Yippy is an obscure search engine that I had never heard of until this project. If I had to describe this search engine in one word...it would be horrific. The homepage is easy to maneuver and there isn't much to it. However, the results that pop up after searching are less than favorable. Food.com. There is a way to narrow your results, but as far as convenience, the search engine is lacking. I would not use it on a regular basis nor would I recommend it to anyone.
Dogpile grabs it search results from Google and Yahoo which means you could of just used Google or Yahoo.
WolframAlpha was suggested to me by Dr. Strange. The home page is delightful to look at and even has a tab for you to "give your brain a quick workout with the Wolfram Problem Generator." Not only can you type in a phrase, but you can also type in an equation and it will solve it for you. The search results are different from the standard results page. Instead of having different links leading to another source that will tell you more about what you're searching, Wolfram will bring you actual information on what you searched, as seen in the screenshot below. It will also ask how you want to use that certain search phrase. Overall, this is a great search site for children because it knocks out all the advertisements and misleading websites.
Bing is the 'better' version of Google. You've seen the commercials for it. However, Bing is still the standard search engine and that gives you the same links you'll get from Google or even Yahoo. Developed by the makers of Internet Explorer, if you visit Bing using Chrome a little box will pop up asking if you Chrome is running slow and will give you the option to switch to Internet Explorer. After searching dog, the result pages gives not only links to websites but images and a box that has some fast facts in it. At least this search engine's results are about dogs.
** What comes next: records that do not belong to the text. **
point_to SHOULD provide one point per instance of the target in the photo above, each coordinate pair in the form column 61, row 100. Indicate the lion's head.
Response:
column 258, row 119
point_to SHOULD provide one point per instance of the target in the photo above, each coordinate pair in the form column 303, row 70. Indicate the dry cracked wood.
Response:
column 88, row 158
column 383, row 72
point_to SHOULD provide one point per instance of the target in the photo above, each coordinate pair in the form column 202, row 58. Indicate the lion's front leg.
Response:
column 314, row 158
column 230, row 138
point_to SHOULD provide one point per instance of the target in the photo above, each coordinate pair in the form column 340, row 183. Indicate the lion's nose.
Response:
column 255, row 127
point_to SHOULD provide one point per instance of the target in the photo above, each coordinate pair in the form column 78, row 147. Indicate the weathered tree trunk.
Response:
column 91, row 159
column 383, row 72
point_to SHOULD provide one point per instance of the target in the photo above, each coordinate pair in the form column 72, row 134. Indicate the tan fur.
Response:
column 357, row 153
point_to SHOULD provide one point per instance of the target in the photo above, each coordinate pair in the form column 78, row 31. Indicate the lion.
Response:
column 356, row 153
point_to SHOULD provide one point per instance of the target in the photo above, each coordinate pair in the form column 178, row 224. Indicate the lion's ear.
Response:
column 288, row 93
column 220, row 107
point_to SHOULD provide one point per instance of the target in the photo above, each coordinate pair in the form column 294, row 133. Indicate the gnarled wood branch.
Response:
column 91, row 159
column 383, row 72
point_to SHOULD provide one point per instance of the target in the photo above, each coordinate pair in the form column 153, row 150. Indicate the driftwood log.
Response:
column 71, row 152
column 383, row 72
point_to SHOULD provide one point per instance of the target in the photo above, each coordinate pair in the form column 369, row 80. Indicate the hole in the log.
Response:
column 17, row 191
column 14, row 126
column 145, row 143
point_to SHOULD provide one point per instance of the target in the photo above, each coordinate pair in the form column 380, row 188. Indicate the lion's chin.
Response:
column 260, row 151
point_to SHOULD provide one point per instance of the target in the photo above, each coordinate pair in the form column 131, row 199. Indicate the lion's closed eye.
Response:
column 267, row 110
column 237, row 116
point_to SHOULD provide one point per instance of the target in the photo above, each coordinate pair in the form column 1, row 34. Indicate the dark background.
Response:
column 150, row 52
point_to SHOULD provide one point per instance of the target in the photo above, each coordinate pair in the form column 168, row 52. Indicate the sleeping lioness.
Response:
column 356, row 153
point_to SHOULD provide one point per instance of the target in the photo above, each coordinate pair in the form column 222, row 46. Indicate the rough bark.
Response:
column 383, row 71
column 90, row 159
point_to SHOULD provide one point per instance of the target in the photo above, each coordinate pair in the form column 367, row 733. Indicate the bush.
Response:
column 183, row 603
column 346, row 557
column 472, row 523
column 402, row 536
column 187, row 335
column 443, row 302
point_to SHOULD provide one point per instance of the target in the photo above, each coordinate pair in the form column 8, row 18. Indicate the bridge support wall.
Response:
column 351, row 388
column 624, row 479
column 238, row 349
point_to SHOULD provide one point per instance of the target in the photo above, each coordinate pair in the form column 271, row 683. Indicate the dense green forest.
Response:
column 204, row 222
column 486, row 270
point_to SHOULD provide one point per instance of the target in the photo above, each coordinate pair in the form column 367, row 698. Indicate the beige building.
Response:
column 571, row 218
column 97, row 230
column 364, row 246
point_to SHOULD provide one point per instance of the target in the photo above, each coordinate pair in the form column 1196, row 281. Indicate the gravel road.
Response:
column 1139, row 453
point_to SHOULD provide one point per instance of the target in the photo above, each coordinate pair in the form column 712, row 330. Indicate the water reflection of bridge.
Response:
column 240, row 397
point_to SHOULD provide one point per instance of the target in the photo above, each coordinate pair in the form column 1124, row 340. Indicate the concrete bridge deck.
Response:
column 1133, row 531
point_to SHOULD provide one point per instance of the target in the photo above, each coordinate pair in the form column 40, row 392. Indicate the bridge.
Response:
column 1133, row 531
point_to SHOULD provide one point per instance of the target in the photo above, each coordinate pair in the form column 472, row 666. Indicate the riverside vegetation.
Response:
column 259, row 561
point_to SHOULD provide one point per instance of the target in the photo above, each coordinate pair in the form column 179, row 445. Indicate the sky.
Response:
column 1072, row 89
AskJeeves has been around for a while now. I remember using it back in middle school. The main page is a bland gray, but you are able to change it by looking at the themes presented by Askjeeves. There is also a question of that day that you can explore. After searching the word 'dog', the standard wikipedia link did not show up. I considered that a plus until I looked at the 'Explore Answers About'. There is a spot that says 'Explore Answers About' and the top suggestion was Non Surgical Face Lift.
Duckduckgo is a search engine where their slogan is "The search engine that doesn't track you." They have a simple design and I like the duck mascot. The results are fair and the links are websites that relate back to the word 'dog.' I would recommend this search engine to someone if they didn't want to be tracked.
Faroo is a peer-to-peer search engine website. This means that it tracks what links people on other computers have clicked on and displays the most popular pages. This means that this search engine is not the most accurate, nor is it actually helpful. If you're looking for some fast news about a celebrity or possibly just some fun facts, this might be for you. If you're writing a research paper, I would stick to the more known, not peer-to-peer based search engines.
Yahoo the not Google version of Google. It's search bar is surrounded by news, weather, business, and other interesting articles. Unlike other search engines, Yahoo utilizes it's home page space by putting all those news articles on there. It's search results are standard and even duckduckgo.com gave the same results. As far as search engines go, Yahoo isn't the best and it's not the holy grail of all search engines.